US Started Keeping Secret Records of International Telephone Calls In 1992
schwit1 writes Starting in 1992, the Justice Department amassed logs of virtually all telephone calls from the USA to as many as 116 countries. The now-discontinued operation, carried out by the DEA's intelligence arm, was the government's first known effort to gather data on Americans in bulk, sweeping up records of telephone calls made by millions of U.S. citizens regardless of whether they were suspected of a crime. It was a model for the massive phone surveillance system the NSA launched to identify terrorists after the Sept. 11 attacks. That dragnet drew sharp criticism that the government had intruded too deeply into Americans' privacy after former NSA contractor Edward Snowden leaked it to the news media two years ago. More than a dozen current and former law enforcement and intelligence officials described the details of the Justice Department operation to USA TODAY. Most did so on the condition of anonymity because they were not authorized to publicly discuss the intelligence program, part of which remains classified. The operation had 'been approved at the highest levels of Federal law enforcement authority,' including then-Attorney General Janet Reno and her deputy, Eric Holder.
What's the point if you can't collect pictures of people's junk? Also, given how teens act today, wouldn't the NSA have the largest collection of pedo in the world? Apparently the NSA does think of the children.
Nope. The US started monitoring all international calls much earlier. Read a book on the NSA.
Clinton took office in January of 1993
This is yet another started by an R, continued by a D.
And according to http://en.wikipedia.org/wiki/Executive_Order_12333, that part of it dates back to Reagan.
Really, I don't think you're going to find any president in recent history whose hands are clean on any of this.
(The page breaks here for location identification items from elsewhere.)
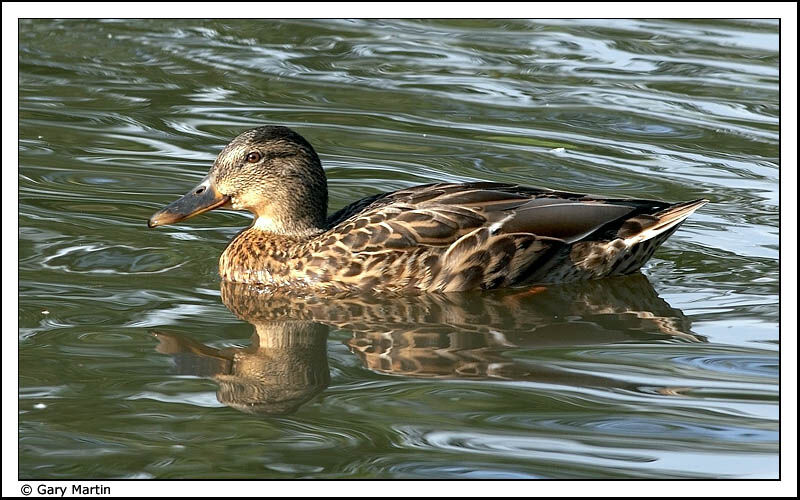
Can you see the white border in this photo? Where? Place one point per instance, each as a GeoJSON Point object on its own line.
{"type": "Point", "coordinates": [787, 11]}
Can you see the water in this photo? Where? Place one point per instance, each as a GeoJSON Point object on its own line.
{"type": "Point", "coordinates": [135, 363]}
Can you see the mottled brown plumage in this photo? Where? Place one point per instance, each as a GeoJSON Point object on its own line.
{"type": "Point", "coordinates": [437, 237]}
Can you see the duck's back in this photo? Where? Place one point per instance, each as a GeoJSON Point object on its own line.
{"type": "Point", "coordinates": [450, 237]}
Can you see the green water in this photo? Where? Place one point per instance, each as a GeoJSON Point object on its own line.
{"type": "Point", "coordinates": [133, 363]}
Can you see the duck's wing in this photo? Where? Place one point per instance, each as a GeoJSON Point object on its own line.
{"type": "Point", "coordinates": [439, 214]}
{"type": "Point", "coordinates": [462, 236]}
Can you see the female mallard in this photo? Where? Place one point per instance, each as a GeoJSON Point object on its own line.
{"type": "Point", "coordinates": [437, 237]}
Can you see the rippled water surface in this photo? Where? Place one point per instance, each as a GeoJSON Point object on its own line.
{"type": "Point", "coordinates": [136, 363]}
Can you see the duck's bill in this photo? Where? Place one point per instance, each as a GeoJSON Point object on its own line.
{"type": "Point", "coordinates": [201, 198]}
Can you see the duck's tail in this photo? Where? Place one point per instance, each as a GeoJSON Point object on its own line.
{"type": "Point", "coordinates": [646, 227]}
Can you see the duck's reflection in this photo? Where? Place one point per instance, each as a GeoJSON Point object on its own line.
{"type": "Point", "coordinates": [464, 335]}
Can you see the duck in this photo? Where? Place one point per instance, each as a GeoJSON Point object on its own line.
{"type": "Point", "coordinates": [439, 237]}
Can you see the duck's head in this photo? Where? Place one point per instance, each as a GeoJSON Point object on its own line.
{"type": "Point", "coordinates": [270, 171]}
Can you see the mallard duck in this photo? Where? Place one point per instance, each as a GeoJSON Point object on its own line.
{"type": "Point", "coordinates": [439, 237]}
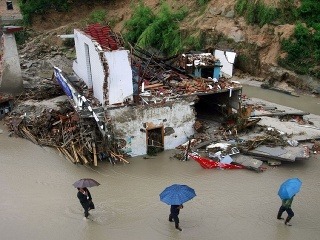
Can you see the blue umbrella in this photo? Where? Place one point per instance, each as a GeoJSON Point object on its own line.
{"type": "Point", "coordinates": [177, 194]}
{"type": "Point", "coordinates": [289, 188]}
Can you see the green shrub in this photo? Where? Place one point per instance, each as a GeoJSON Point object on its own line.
{"type": "Point", "coordinates": [256, 12]}
{"type": "Point", "coordinates": [310, 11]}
{"type": "Point", "coordinates": [98, 16]}
{"type": "Point", "coordinates": [141, 18]}
{"type": "Point", "coordinates": [302, 50]}
{"type": "Point", "coordinates": [29, 8]}
{"type": "Point", "coordinates": [21, 36]}
{"type": "Point", "coordinates": [160, 31]}
{"type": "Point", "coordinates": [164, 33]}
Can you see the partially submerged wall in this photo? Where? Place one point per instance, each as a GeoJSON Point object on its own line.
{"type": "Point", "coordinates": [132, 122]}
{"type": "Point", "coordinates": [11, 77]}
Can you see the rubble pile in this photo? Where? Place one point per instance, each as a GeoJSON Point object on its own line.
{"type": "Point", "coordinates": [62, 128]}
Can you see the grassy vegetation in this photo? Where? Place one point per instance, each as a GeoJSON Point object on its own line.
{"type": "Point", "coordinates": [30, 8]}
{"type": "Point", "coordinates": [303, 54]}
{"type": "Point", "coordinates": [156, 30]}
{"type": "Point", "coordinates": [98, 16]}
{"type": "Point", "coordinates": [256, 12]}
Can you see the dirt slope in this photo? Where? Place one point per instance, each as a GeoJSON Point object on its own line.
{"type": "Point", "coordinates": [217, 17]}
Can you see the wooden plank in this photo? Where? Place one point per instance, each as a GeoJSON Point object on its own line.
{"type": "Point", "coordinates": [75, 152]}
{"type": "Point", "coordinates": [66, 154]}
{"type": "Point", "coordinates": [118, 156]}
{"type": "Point", "coordinates": [95, 160]}
{"type": "Point", "coordinates": [84, 159]}
{"type": "Point", "coordinates": [153, 86]}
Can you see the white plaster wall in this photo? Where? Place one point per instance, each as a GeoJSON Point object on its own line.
{"type": "Point", "coordinates": [11, 80]}
{"type": "Point", "coordinates": [129, 120]}
{"type": "Point", "coordinates": [226, 60]}
{"type": "Point", "coordinates": [80, 65]}
{"type": "Point", "coordinates": [120, 76]}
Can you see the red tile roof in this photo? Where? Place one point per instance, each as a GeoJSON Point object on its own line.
{"type": "Point", "coordinates": [103, 35]}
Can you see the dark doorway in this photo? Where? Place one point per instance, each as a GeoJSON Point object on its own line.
{"type": "Point", "coordinates": [155, 142]}
{"type": "Point", "coordinates": [9, 5]}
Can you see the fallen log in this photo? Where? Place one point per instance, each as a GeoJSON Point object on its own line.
{"type": "Point", "coordinates": [267, 156]}
{"type": "Point", "coordinates": [29, 135]}
{"type": "Point", "coordinates": [280, 114]}
{"type": "Point", "coordinates": [66, 154]}
{"type": "Point", "coordinates": [119, 157]}
{"type": "Point", "coordinates": [84, 159]}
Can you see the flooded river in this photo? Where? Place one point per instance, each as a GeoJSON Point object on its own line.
{"type": "Point", "coordinates": [39, 202]}
{"type": "Point", "coordinates": [304, 103]}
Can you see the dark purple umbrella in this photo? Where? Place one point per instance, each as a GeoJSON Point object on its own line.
{"type": "Point", "coordinates": [86, 182]}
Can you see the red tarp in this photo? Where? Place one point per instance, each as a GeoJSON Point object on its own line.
{"type": "Point", "coordinates": [209, 164]}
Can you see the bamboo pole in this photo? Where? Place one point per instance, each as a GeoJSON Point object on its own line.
{"type": "Point", "coordinates": [95, 160]}
{"type": "Point", "coordinates": [66, 154]}
{"type": "Point", "coordinates": [84, 159]}
{"type": "Point", "coordinates": [118, 156]}
{"type": "Point", "coordinates": [75, 152]}
{"type": "Point", "coordinates": [29, 135]}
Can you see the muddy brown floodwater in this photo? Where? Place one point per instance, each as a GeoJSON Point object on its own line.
{"type": "Point", "coordinates": [39, 202]}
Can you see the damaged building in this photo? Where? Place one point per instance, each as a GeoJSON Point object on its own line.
{"type": "Point", "coordinates": [138, 101]}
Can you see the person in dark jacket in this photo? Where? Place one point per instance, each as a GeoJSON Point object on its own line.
{"type": "Point", "coordinates": [85, 199]}
{"type": "Point", "coordinates": [286, 207]}
{"type": "Point", "coordinates": [174, 212]}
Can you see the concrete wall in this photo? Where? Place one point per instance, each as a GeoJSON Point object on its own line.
{"type": "Point", "coordinates": [131, 122]}
{"type": "Point", "coordinates": [118, 70]}
{"type": "Point", "coordinates": [80, 64]}
{"type": "Point", "coordinates": [11, 79]}
{"type": "Point", "coordinates": [120, 76]}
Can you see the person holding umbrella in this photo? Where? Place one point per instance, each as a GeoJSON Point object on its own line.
{"type": "Point", "coordinates": [286, 206]}
{"type": "Point", "coordinates": [84, 194]}
{"type": "Point", "coordinates": [85, 198]}
{"type": "Point", "coordinates": [287, 192]}
{"type": "Point", "coordinates": [175, 195]}
{"type": "Point", "coordinates": [174, 212]}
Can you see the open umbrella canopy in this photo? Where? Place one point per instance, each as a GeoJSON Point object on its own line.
{"type": "Point", "coordinates": [86, 182]}
{"type": "Point", "coordinates": [289, 188]}
{"type": "Point", "coordinates": [177, 194]}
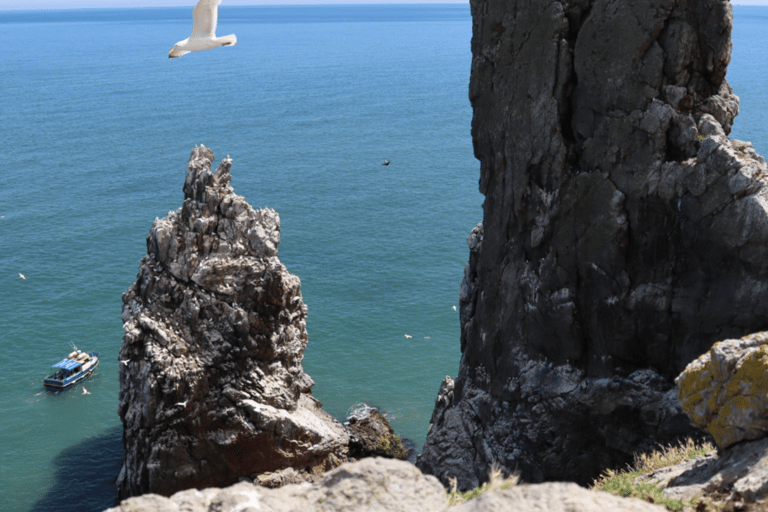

They're all responsible for adding another layer or two. The only time I can think of anything getting rolled back was the Church Committee and such in response to Watergate, but even that didn't go nearly far enough, I suspect.
http://www.engineeringradio.us/blog/2009/07/cold-war-relic-att-long-lines-microwave-site-kingston-ny/
There were a series of Receive Only (RO) towers constructed across the US when Western Electric (AT&T nowadays) had Line Of Site microwave transmissions across the US. Prior to that, there was the transference of tape recordings from them to the various spy agencies.
They've always been listening. It's only now that it's a big deal. That and your junk is in danger of being laughed at...
Google "Puzzle Palace" and see what comes up.